He pulled the car out onto the road and coasted down the hill into town. As the road’s descent into town flattened out somewhat, he passed two gas stations, one across the street from the other, and a hardware store with a pair of moose antlers mounted under the peek of the gable. A combination law and accounting office, a few abandoned buildings came next and then, flanked by pine trees, a small but proud-looking old wooden church that now lodged the Bailey’s Cove Museum.

The church and the other buildings to his left had the gray-blue of the foggy harbor as backdrop.

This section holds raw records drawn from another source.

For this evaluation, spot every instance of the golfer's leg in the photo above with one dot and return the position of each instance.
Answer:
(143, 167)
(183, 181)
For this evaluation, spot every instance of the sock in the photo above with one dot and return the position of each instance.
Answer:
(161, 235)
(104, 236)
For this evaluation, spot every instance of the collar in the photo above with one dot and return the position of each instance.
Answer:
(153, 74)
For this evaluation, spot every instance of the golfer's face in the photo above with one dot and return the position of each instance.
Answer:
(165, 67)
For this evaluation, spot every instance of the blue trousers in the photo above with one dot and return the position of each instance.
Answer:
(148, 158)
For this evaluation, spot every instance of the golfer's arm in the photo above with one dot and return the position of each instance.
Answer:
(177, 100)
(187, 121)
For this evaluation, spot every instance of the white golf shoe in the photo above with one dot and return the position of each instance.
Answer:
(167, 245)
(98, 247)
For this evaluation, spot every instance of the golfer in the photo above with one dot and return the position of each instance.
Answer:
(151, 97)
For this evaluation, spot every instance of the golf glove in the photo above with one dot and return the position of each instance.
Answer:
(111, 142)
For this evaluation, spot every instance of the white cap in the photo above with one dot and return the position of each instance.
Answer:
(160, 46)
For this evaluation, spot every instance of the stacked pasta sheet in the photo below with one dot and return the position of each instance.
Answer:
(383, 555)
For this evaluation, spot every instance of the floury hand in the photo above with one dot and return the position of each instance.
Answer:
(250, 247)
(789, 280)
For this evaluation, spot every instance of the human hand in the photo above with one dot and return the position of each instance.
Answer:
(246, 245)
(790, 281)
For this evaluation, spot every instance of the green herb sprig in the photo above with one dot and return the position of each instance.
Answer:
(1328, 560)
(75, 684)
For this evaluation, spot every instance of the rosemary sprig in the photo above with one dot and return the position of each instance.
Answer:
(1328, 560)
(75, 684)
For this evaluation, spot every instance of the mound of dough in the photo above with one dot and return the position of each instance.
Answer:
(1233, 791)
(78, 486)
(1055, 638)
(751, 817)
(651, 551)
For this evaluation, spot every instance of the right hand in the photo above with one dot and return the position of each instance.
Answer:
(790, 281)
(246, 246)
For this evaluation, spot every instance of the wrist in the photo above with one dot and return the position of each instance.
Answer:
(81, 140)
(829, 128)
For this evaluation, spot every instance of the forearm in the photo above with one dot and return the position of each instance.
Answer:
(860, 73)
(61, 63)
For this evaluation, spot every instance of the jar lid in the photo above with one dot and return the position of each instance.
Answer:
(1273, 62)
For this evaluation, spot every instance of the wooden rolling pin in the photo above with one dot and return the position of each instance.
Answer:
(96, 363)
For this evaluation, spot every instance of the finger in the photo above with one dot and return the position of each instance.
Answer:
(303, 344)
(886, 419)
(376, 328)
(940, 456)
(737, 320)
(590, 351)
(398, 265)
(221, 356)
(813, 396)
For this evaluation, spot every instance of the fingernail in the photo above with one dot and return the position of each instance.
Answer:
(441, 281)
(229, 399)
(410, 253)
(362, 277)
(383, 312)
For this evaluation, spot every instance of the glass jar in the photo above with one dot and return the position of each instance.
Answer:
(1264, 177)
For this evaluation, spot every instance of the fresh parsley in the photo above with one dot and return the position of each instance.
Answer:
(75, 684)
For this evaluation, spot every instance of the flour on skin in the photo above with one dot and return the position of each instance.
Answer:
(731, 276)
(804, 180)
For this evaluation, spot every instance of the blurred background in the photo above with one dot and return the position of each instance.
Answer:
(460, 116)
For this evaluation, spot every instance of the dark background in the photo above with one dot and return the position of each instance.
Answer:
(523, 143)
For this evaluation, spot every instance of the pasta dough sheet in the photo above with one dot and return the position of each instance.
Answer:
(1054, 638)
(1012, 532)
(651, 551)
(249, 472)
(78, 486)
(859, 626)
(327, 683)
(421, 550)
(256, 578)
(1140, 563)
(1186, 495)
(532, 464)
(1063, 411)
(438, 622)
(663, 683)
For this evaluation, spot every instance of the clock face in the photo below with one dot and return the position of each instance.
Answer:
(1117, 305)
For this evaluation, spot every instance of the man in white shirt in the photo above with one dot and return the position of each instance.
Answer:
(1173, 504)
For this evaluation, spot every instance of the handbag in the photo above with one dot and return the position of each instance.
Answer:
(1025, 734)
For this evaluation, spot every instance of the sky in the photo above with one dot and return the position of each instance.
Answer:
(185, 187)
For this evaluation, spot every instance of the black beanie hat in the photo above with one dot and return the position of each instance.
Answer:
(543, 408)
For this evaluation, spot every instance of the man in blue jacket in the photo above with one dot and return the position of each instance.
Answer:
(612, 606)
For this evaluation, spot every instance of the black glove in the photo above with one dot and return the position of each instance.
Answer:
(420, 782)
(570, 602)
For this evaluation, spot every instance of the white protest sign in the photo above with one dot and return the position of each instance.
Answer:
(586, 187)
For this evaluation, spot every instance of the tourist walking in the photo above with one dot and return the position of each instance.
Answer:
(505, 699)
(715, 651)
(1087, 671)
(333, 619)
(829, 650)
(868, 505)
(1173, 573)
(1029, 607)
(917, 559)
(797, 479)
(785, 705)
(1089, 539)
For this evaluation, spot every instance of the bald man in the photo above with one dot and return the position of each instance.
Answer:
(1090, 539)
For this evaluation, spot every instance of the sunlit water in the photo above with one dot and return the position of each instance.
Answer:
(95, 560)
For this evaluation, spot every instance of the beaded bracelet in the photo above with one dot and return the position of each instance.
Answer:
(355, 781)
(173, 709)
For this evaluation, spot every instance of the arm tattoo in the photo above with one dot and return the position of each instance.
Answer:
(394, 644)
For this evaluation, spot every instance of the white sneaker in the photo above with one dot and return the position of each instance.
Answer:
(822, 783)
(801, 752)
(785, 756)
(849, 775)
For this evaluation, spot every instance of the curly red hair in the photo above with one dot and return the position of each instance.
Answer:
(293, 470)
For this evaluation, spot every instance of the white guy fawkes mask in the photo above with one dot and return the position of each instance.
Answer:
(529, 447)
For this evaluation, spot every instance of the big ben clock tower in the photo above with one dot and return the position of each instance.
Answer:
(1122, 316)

The ocean, the livelihood for many Mainers, would appear beyond when more of the fog lifted.

As he continued, the buildings leading to the town center were of varying age, some painted white, some redbrick and one pink tattoo shop. Most of them sat shoulder to shoulder lined up along clean streets that seemed to speak of a town that cared about its appearance. As he entered the middle of the town, one motley brown dog sniffed at something in front of the white-painted wooden building that housed Pardee Jordan’s Best Ever Donuts and then moved next door to investigate the front door of an old wood-and-redbrick tavern called Braven’s.

This was the kind of downtown that might someday support ornate lampposts, brick sidewalks with trees and flowers in planters. None of which would look out of place and all of which might wipe out the true character of the old town.

To Daniel’s right and across the street from Braven’s tavern stood the building he was looking for, an old three-story structure with a white-painted facade.

Chief Montcalm had been correct. The building wasn’t hard to find. It was the only one in the small downtown with police tape crisscrossed over the door. Or it had been crisscrossed. The end of one piece flapped in the morning breeze.

Bay windows flanked the glass-and-wood front door. Five wood-framed windows sat evenly spaced across the span of each of the building’s second and third floors. Benches sat on the sidewalk on either side of the two-stepped stoop.

He parked and got out. With the tape disrupted, the chief must already be there. Good. The sooner he got started, the sooner he’d get to work and then be gone. Going down to Boston and spending time alone seemed like a wise idea right now. Much better than inflicting the surliness he couldn’t seem to shake on a town of unsuspecting people.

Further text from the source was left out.